The probability distribution for the planetary radius is:

$$\Pr(R)=\left\{\begin{array}[]{ll}1,&R_{j}=R_{k}\textrm{ and }j=k\\ f(R),&(R_{j}=R_{k}\textrm{ and }j\neq k)\textrm{ or }(R_{j}\neq R_{k}),\\ &R_{min}<R<R_{max}\\ \end{array}\right.$$

(4)

where $R_{j}$ is the planetary radius of planet $j$, $R_{k}$ is the radius of known planet $k$, $f(R)$ is defined by a PDF of planet sizes and $R_{min},\,R_{max}$ are the planet radius limits. The posterior probability of finding a planet with radius $R_{k}$ is 1, since we know at least one planet in said system has that planetary radius, but the probability of finding another planet with that radius is determined from the PDF as there are no exclusionary limits on the planet radius.
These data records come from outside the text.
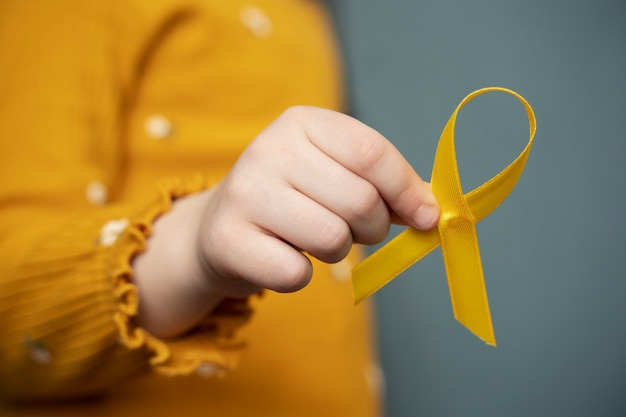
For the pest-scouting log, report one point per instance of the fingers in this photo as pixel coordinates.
(240, 259)
(314, 181)
(369, 155)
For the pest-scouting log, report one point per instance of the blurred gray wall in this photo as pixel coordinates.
(554, 252)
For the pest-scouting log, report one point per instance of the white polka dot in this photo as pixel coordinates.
(111, 231)
(158, 127)
(256, 21)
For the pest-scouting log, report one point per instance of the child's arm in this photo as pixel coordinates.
(314, 181)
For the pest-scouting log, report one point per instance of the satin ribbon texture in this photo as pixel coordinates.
(456, 232)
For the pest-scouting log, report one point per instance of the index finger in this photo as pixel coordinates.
(367, 153)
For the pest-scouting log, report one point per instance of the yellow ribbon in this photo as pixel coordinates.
(456, 232)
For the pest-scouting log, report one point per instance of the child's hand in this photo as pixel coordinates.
(313, 181)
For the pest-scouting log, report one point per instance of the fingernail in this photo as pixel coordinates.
(426, 217)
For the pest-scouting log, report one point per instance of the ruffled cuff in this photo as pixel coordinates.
(210, 348)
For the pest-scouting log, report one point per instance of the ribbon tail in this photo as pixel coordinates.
(465, 277)
(391, 260)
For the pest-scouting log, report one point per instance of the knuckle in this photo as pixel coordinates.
(370, 150)
(296, 274)
(334, 241)
(366, 204)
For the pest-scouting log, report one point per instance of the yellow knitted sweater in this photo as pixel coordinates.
(108, 111)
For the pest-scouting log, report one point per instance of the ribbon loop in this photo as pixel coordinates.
(456, 232)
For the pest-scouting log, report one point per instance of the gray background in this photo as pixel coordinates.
(553, 253)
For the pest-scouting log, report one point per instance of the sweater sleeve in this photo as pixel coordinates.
(67, 231)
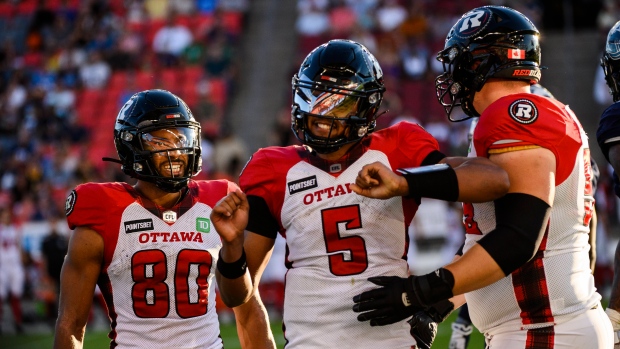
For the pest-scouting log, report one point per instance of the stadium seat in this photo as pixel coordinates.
(192, 73)
(218, 91)
(170, 79)
(117, 80)
(144, 80)
(6, 9)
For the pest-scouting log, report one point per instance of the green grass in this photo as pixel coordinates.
(99, 340)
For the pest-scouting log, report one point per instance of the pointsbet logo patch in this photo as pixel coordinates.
(203, 225)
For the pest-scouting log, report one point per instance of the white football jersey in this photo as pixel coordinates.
(336, 239)
(557, 283)
(159, 265)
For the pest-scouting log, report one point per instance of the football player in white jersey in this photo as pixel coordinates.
(151, 247)
(525, 270)
(608, 137)
(335, 239)
(12, 276)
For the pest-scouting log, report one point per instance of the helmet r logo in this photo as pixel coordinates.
(523, 111)
(472, 22)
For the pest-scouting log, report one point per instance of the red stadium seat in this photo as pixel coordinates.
(26, 7)
(233, 22)
(6, 9)
(170, 79)
(192, 73)
(144, 80)
(218, 91)
(117, 80)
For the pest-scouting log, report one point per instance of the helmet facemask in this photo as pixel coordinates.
(611, 61)
(345, 105)
(158, 140)
(502, 44)
(336, 92)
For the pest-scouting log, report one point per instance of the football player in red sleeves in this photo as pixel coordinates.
(524, 270)
(151, 247)
(608, 137)
(335, 239)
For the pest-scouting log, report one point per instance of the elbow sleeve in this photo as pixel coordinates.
(521, 222)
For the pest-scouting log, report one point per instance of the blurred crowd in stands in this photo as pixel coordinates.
(66, 67)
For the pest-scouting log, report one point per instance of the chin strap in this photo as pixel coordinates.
(112, 160)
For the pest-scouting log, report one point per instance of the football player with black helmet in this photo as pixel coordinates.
(608, 137)
(148, 246)
(336, 240)
(524, 270)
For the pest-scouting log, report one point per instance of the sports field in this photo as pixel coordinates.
(99, 340)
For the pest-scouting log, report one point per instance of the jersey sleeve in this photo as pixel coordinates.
(414, 146)
(608, 132)
(261, 181)
(86, 206)
(211, 191)
(99, 206)
(525, 121)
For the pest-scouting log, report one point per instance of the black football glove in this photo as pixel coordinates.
(423, 329)
(386, 305)
(400, 298)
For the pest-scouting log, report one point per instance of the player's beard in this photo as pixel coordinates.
(178, 168)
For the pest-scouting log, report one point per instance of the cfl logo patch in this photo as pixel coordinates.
(523, 111)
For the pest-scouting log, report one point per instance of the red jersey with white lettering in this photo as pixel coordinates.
(336, 239)
(557, 283)
(157, 277)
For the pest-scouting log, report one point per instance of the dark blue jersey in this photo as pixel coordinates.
(608, 134)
Similarly, the probability distribution function for the inclination is:

$$\Pr(i)=\left\{\begin{array}[]{ll}1,&i_{j}=i_{k}\textrm{ and }j=k\\ f(i),&(i_{j}=i_{k}\textrm{ and }j\neq k)\textrm{ or }(i_{j}\neq i_{k}),\\ &0<i<180\\ \end{array}\right.$$

(5)

where $i_{j}$ is the inclination of planet $j$, $i_{k}$ is the inclination of known planet $k$, and $f(i)$ is defined by a PDF of planet inclinations. The inclinations are drawn from 0^∘ (face-on prograde) to 180^∘ (face-on retrograde), with 90^∘ being edge-on. The system inclination, which is the plane on which the orbits are centered, is close to 90^∘ for systems with transiting planets. The mutual inclinations between planets in the system are drawn from a Rayleigh distribution with a relatively small scatter centered around the system inclination, which is a parameter to the function that can be inferred from fitting the known planet inclination distribution (Fang & Margot, 2012; Fabrycky et al., 2014).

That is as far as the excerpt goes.